A Polícia Federal desvendou a estrutura central do esquema de ocultação patrimonial ligado ao Banco Master: seis empresas imobiliárias de fachada, todas registradas no mesmo endereço do escritório de um advogado preso na Operação Compliance Zero.
Hamilton Edward Suaki, cunhado do operador jurídico de Daniel Vorcaro, aparece como sócio-diretor formal das companhias criadas para encobrir imóveis avaliados em R$ 146,5 milhões. A PF o classifica como “laranja” do esquema.
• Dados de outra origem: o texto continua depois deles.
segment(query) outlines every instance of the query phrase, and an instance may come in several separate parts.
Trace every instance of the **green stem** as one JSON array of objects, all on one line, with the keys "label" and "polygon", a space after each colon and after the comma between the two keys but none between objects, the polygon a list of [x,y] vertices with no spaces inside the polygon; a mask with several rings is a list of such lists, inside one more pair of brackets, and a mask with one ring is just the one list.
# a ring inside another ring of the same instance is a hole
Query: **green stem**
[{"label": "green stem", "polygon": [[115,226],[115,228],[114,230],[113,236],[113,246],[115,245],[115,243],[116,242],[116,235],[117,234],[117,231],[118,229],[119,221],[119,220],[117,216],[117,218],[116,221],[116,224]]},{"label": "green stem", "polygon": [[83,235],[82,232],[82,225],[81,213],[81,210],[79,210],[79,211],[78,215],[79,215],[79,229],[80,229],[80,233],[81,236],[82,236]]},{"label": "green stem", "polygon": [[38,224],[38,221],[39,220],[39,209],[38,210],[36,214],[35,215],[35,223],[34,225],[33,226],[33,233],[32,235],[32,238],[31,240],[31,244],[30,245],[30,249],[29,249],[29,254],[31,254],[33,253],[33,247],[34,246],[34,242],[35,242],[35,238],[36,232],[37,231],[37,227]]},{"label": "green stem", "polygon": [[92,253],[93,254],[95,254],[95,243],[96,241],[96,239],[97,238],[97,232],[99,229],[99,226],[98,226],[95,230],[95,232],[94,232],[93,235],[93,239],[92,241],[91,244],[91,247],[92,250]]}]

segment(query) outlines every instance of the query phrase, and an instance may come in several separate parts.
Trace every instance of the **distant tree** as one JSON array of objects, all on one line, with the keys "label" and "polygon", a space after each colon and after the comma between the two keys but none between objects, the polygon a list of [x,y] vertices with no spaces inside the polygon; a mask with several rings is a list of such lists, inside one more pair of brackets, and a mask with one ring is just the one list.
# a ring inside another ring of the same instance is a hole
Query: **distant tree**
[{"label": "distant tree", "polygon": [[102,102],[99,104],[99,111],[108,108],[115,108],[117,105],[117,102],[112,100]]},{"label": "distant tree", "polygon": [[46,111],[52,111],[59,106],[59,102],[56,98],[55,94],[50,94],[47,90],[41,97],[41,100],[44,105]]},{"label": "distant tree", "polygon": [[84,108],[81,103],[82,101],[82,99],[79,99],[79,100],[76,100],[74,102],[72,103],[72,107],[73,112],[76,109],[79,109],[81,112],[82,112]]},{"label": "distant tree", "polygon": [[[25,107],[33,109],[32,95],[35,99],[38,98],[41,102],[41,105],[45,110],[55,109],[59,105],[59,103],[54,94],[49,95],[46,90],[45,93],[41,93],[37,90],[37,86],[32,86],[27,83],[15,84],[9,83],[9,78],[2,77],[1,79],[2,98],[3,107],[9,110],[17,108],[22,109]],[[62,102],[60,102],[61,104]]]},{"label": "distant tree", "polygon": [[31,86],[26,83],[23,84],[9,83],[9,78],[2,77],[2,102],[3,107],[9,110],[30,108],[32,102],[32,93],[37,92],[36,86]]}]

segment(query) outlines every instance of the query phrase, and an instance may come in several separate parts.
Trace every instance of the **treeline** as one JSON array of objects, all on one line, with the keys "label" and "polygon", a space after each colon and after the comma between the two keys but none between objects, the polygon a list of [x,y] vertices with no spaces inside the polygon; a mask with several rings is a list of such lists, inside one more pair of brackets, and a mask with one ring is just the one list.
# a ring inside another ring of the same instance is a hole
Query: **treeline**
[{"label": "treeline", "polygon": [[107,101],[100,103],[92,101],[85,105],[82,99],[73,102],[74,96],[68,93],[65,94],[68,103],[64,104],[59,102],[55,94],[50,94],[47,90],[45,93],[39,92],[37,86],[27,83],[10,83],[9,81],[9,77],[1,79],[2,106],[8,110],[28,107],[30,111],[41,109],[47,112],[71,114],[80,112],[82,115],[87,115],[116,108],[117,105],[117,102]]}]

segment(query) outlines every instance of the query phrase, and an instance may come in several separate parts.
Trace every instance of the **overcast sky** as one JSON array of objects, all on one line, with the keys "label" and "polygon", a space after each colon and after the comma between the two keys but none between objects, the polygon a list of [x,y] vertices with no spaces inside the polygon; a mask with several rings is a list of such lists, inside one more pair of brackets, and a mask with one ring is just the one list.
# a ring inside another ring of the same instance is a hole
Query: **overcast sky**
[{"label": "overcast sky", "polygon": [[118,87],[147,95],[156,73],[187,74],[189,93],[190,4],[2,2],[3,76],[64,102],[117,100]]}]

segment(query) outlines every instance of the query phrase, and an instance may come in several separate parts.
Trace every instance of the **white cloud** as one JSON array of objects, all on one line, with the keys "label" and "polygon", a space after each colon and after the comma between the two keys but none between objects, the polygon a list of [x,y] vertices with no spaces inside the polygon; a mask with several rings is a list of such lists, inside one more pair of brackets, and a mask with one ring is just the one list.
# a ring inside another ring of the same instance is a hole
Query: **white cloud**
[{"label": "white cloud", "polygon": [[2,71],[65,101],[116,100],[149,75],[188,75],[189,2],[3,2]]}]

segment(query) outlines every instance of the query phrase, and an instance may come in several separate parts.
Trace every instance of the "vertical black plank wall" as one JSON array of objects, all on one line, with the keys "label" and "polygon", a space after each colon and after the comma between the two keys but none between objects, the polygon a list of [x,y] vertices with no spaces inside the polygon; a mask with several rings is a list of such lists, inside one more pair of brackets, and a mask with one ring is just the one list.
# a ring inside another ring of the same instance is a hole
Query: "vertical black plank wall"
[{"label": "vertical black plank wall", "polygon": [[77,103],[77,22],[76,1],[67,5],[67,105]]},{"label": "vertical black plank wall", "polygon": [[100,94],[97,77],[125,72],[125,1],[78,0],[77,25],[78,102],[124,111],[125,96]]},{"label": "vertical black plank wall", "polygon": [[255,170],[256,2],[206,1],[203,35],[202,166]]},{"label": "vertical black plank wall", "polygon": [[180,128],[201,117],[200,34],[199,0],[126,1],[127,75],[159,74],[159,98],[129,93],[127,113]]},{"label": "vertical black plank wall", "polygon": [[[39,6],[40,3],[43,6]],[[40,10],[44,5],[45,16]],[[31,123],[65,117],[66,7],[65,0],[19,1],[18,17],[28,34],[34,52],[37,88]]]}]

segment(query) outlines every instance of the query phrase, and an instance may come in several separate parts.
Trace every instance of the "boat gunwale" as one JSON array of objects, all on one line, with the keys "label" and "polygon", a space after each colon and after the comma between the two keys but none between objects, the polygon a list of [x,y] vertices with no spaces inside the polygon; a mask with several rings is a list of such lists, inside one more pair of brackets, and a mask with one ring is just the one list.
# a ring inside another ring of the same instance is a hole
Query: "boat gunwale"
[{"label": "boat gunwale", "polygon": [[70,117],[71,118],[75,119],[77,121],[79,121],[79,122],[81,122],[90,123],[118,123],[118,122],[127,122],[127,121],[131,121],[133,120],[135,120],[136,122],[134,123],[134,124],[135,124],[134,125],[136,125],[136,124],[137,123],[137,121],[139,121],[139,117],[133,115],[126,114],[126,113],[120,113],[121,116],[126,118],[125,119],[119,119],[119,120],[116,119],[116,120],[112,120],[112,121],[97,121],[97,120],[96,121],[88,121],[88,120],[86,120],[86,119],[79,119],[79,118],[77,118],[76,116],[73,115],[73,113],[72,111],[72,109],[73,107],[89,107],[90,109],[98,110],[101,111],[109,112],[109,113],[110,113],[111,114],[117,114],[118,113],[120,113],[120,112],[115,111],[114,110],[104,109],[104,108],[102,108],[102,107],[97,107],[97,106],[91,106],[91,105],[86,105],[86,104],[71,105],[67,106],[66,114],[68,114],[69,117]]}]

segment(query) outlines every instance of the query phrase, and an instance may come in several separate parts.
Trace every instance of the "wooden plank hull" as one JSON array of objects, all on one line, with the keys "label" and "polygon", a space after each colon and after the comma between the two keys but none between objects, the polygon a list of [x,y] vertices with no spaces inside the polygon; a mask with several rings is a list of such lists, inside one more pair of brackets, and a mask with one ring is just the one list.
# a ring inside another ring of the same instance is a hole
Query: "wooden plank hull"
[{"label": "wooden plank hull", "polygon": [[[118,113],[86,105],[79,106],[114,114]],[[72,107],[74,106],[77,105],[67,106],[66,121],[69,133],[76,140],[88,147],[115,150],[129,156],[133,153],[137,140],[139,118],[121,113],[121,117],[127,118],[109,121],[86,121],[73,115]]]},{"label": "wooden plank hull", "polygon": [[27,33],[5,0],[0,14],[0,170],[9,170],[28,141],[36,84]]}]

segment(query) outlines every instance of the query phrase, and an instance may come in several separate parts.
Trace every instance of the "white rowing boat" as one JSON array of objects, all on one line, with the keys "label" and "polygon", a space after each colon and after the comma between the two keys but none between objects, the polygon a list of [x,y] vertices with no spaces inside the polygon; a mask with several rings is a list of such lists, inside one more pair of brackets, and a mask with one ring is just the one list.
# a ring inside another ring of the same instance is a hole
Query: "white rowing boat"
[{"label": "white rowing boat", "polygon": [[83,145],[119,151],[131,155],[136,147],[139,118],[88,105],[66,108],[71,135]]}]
Na quinta-feira (16), Paulo Henrique Costa, ex-presidente do BRB, e o advogado Daniel Monteiro — cunhado de Suaki — foram presos preventivamente. Suaki foi alvo de busca e apreensão.
Segundo dados da Receita Federal consultados pela investigação, Suaki é sócio-diretor das empresas Allora, Lenore, Stanza, Domani, Chesapeake e Milano — todas com atuação no setor imobiliário e constituídas entre julho e outubro de 2024. As seis companhias estão registradas no mesmo endereço do escritório de advocacia de Daniel Monteiro, em São Paulo.
Os capitais sociais variam entre R$ 4,6 milhões e R$ 41 milhões. A Allora S.A. lidera com R$ 41 milhões, seguida pela Lenore S.A. (R$ 35,1 milhões). As demais — Stanza, Domani, Chesapeake e Milano — têm capitais que chegam a R$ 35 milhões.
Para a PF, a estrutura foi criada com objetivo claro: impedir que o nome de Costa aparecesse diretamente associado aos bens. Suaki é apontado como “interposta pessoa” — o que a investigação denomina simplesmente de laranja. A finalidade das empresas era receber aportes de fundos de investimento e adquirir propriedades de luxo em nome de terceiros.
A operação capturou mensagens de WhatsApp trocadas entre Costa e Monteiro discutindo a viabilização de uma “estrutura” empresarial para ocultar a titularidade dos imóveis — evidência que reforça, segundo a PF, o caráter deliberado do arranjo. A estrutura de fundos usada para adquirir os imóveis se encaixa no padrão mapeado pela Receita Federal, que identificou R$ 18,1 bilhões transitando pelas contas pessoais de Vorcaro em uma década.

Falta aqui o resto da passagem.